The Official Website for The Nemechek Protocol™ Medical Recovery Program

CASE REPORT: Remission of Alzheimer’s Disease with tVNS in Combination with an Anti-Neuroinflammatory Regimen

INTRODUCTION

Traumatic brain injuries lead to microdamage in the brain triggering an injury repair response.
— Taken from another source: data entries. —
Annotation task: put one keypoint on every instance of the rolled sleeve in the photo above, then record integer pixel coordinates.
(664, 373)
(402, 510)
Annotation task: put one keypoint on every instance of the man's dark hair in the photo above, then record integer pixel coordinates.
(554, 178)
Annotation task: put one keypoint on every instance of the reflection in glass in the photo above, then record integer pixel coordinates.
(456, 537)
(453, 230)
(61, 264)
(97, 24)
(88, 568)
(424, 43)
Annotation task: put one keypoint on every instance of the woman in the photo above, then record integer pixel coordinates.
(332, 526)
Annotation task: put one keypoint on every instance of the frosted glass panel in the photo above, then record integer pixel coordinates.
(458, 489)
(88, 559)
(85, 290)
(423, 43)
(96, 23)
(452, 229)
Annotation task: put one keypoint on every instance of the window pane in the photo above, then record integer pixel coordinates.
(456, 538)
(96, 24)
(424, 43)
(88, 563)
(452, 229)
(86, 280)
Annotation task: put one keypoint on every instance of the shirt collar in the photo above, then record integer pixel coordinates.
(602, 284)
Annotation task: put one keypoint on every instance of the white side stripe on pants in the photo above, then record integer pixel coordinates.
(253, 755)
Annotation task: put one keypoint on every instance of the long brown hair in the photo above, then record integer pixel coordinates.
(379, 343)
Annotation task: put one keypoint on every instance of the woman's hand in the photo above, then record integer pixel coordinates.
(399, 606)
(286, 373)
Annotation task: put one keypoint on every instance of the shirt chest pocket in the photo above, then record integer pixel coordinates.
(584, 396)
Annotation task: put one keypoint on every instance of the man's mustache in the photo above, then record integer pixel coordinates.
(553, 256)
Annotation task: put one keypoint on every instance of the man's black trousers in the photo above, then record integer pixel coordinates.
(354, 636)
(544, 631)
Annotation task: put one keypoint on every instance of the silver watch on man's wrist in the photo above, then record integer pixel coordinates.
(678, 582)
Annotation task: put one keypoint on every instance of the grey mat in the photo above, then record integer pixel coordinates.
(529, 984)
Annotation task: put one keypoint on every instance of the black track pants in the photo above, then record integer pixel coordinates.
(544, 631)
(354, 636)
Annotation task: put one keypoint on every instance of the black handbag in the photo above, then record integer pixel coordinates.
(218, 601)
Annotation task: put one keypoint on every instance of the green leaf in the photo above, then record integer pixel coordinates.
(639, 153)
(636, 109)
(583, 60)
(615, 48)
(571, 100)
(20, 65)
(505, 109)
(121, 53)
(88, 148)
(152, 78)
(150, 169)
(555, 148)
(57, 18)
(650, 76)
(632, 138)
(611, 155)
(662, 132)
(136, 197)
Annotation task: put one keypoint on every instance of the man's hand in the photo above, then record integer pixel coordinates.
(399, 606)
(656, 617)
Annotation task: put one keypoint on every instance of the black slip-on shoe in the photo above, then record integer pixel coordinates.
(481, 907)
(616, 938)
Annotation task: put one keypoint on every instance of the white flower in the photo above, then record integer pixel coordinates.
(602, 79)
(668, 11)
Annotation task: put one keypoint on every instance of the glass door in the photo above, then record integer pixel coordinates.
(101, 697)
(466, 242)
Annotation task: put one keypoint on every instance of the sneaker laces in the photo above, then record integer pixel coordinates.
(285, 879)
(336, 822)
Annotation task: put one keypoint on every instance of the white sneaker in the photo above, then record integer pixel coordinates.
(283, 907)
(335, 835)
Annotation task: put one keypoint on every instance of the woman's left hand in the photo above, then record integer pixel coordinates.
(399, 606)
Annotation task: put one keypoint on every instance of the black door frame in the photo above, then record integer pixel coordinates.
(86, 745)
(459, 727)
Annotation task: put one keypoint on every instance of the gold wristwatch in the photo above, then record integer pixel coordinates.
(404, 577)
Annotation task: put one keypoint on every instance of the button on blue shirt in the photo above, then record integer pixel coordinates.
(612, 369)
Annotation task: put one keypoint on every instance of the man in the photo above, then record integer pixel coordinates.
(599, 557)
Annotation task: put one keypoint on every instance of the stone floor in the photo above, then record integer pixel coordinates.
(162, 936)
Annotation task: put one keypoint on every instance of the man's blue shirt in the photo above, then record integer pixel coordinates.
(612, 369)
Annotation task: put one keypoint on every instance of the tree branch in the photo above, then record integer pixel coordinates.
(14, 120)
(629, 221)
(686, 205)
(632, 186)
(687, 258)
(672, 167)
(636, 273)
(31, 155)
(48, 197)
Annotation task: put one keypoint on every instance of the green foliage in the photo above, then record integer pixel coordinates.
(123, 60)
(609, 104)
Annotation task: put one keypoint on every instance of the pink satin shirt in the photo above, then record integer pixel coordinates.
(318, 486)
The response consists of a neuroinflammatory and regeneration phases involving microglia, neurotrophins and neurogenesis (See figure 1).1,2

Severe TBI increase the risk of Alzheimer’s Disease (AD) 4-fold whereas individuals with moderate TBI were twice as likely to have AD in late life compared with controls.3

Pro-inflammatory cytokines also contribute to the progressive nature of Alzheimer’s Disease as well as impair the neuronal repair process (See figure 2). One source producing these cytokines are primed M1-microglia.4

Diffuse M1-microglia infiltration throughout multiple brain regions in person’s suffering from Alzheimer’s dementia in post-mortem studies.5

Figure 1: Neuron Repair Process

Figure 2 Neuroinflamation and Dysfunction of Neuron Repair Process

We theorized that shifting microglia to the anti-inflammatory rejuvenating M2-phenotype and reducing pro-inflammatory cytokines levels would improve the brain’s injury repair response sufficiently to alter the natural course of AD.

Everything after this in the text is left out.